3. Handling LLM Hallucinations

Hallucinations occur because LLMs generate plausible-sounding text based on statistical patterns, not factual verification. Mitigation strategies: (1) Retrieval-Augmented Generation (RAG) grounds responses in retrieved documents. (2) Lower temperature reduces randomness. (3) Instruct the model to cite sources and say "I don't know." (4) Fine-tune on domain-specific verified data. (5) Add post-generation fact-checking with a verification pipeline. (6) Use structured outputs (JSON schemas) to constrain generation. The exam favors RAG as the first-line solution for factual grounding.

4. Transformer Attention Mechanism

Self-attention lets every token in a sequence attend to every other token, computing relevance scores. Each token is projected into three vectors: Query (what am I looking for?), Key (what do I contain?), and Value (what information do I provide?). Attention scores are computed as softmax(QK^T / sqrt(d_k)) * V. Multi-head attention runs multiple attention computations in parallel, each head learning different relationship patterns (syntactic, semantic, positional). This mechanism is why transformers outperform RNNs: they capture long-range dependencies in O(1) sequential steps rather than O(n), though at O(n^2) memory cost per layer.

5. Reducing LLM Inference Cost

Start with model selection: use the smallest model that meets quality requirements. Apply quantization: FP32 to FP16 halves memory with minimal quality loss; INT8 and INT4 (GPTQ, AWQ) further reduce memory and speed up inference.

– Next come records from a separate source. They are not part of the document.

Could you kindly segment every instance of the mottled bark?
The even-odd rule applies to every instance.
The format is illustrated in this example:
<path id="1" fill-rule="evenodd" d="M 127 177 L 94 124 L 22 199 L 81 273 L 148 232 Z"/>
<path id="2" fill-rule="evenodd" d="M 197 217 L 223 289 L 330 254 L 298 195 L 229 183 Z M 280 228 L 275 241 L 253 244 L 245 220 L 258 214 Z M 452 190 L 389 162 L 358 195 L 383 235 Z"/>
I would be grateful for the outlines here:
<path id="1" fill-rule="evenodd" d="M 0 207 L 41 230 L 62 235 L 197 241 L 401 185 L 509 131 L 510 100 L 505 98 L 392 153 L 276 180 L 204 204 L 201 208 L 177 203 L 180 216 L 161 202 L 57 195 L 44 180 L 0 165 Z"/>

Use KV-cache to avoid recomputing attention for previous tokens. Implement request batching to amortize GPU overhead. For high-volume, consider distillation: train a smaller student model to mimic the larger teacher. On GCP, use Vertex AI endpoints with autoscaling and GPU machine types matched to model size. If the task is narrow (classification, extraction), a fine-tuned smaller model often beats a general-purpose large model in both cost and latency.

System Design Scenario

Design Challenge

Your company has 50,000 internal technical documents and wants to build an AI assistant that answers employee questions accurately, citing specific documents. The assistant must handle 500 concurrent users, respond within 3 seconds, and never fabricate information about company policies. Design the system on GCP, choosing between fine-tuning a model on company data versus RAG, and explain your serving architecture including model selection, infrastructure, and cost controls.

Common Mistakes

  • Jumping to fine-tuning when prompt engineering suffices — Fine-tuning is expensive and slow to iterate. Always start with prompt engineering and few-shot examples; only fine-tune when you have clear evidence that prompting cannot achieve required quality.
  • Confusing context window size with model knowledge — A larger context window lets you pass more text at inference time, but the model's parametric knowledge comes from pre-training data. RAG bridges this gap by injecting relevant external knowledge into the context at query time.
  • Ignoring quantization trade-offs — Quantizing to INT4 dramatically reduces memory and cost, but can degrade quality on reasoning-heavy tasks. Always benchmark quantized models on your specific use case before deploying to production.